On May 3, 2016, the Company amended its senior unsecured revolving credit facility to increase the capacity to $300 million, decrease pricing and extend the maturity date to May 2020. The new facility also includes an accordion feature to expand up to $600 million, subject to lender consent. The interest rate on the new facility is based on a pricing grid ranging from 150 to 225 basis points over LIBOR, based on the Company's leverage ratio. The interest rate is currently 150 basis points over LIBOR. The Company also lowered the unused facility fees and modified certain financial covenants.

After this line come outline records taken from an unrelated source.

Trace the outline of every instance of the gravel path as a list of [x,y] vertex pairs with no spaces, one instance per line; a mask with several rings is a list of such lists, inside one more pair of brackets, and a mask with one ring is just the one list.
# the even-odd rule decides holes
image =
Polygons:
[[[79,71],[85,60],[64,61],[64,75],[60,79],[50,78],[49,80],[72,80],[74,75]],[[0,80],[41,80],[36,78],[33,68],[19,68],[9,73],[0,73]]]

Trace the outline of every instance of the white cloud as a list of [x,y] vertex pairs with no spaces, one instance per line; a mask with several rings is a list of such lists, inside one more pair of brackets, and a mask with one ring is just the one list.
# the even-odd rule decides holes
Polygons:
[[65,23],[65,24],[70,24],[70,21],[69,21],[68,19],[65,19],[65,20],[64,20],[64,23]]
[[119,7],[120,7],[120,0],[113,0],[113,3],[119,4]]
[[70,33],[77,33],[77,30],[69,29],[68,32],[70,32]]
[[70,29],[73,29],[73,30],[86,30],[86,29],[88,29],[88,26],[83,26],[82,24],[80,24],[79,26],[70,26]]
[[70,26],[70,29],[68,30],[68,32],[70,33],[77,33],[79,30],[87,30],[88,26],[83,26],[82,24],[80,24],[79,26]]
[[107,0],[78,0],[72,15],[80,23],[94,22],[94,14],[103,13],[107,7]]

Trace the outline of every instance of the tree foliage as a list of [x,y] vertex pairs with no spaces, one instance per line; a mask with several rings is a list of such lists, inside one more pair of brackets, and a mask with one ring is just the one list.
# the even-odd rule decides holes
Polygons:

On May 3, 2016, the Company also entered into a new five-year $100 million senior unsecured term loan. The interest rate on the term loan is based on a pricing grid ranging from 145 to 220 basis points over LIBOR, based on the Company's leverage ratio. The interest rate is currently 145 basis points over LIBOR. The proceeds were used to repay $55 million of borrowings outstanding on its senior unsecured credit facility as well as the repayment of the $48.1 mortgage loan secured by the Courtyard Manhattan Fifth Avenue.

Capital Expenditures

The Company spent approximately $54.1 million on capital improvements during the six months ended June 30, 2016, primarily related to the second phase of the Chicago Marriott Downtown renovation, the first phase of the renovation of The Gwen and the Worthington Renaissance guest room renovation. As a result of the three dispositions and fewer planned renovations by the end of 2016, the Company is lowering its anticipated capital expenditures to $135 million. Previously, the Company expected to spend approximately $150 million on capital improvements at its hotels in 2016. Significant projects in 2016 include:

  • The Gwen, a Luxury Collection Hotel: The Company rebranded the Conrad Chicago to Starwood's Luxury Collection on September 1, 2015. The renovation work associated with the brand conversion will be completed in two phases. The first phase, consisting of the lobby, rooftop bar and other public spaces, was completed in May 2016. The second phase of the renovation, consisting of the guest rooms, is expected to be completed during the seasonally slow winter season beginning in late 2016.
  • Chicago Marriott Downtown: The second and largest phase of the multi-year renovation was completed early in the second quarter. This phase included the upgrade of approximately 460 rooms and a new state-of-the-art fitness center. The remaining guest rooms will be renovated during the seasonally slow winter months over the next two years.
  • The Lodge at Sonoma: The Company expects to renovate the guest rooms at the hotel during the seasonally slow period during late 2016 and early 2017.
  • Charleston Renaissance: The Company expects to renovate the guest rooms at the hotel commencing in the fourth quarter of 2016.
  • Worthington Renaissance: The Company has commenced the guest room renovation at the hotel and expects to complete the project by the end of 2016.

Balance Sheet

As of June 30, 2016, the Company had $166.5 million of unrestricted cash on hand and approximately $0.9 billion of total debt, which consisted of property-specific mortgage debt and $100.0 million of borrowings on its term loan. The Company expects to end the year with over $200 million in unrestricted cash, approximately $0.9 billion of total debt and no outstanding borrowings on its senior unsecured credit facility.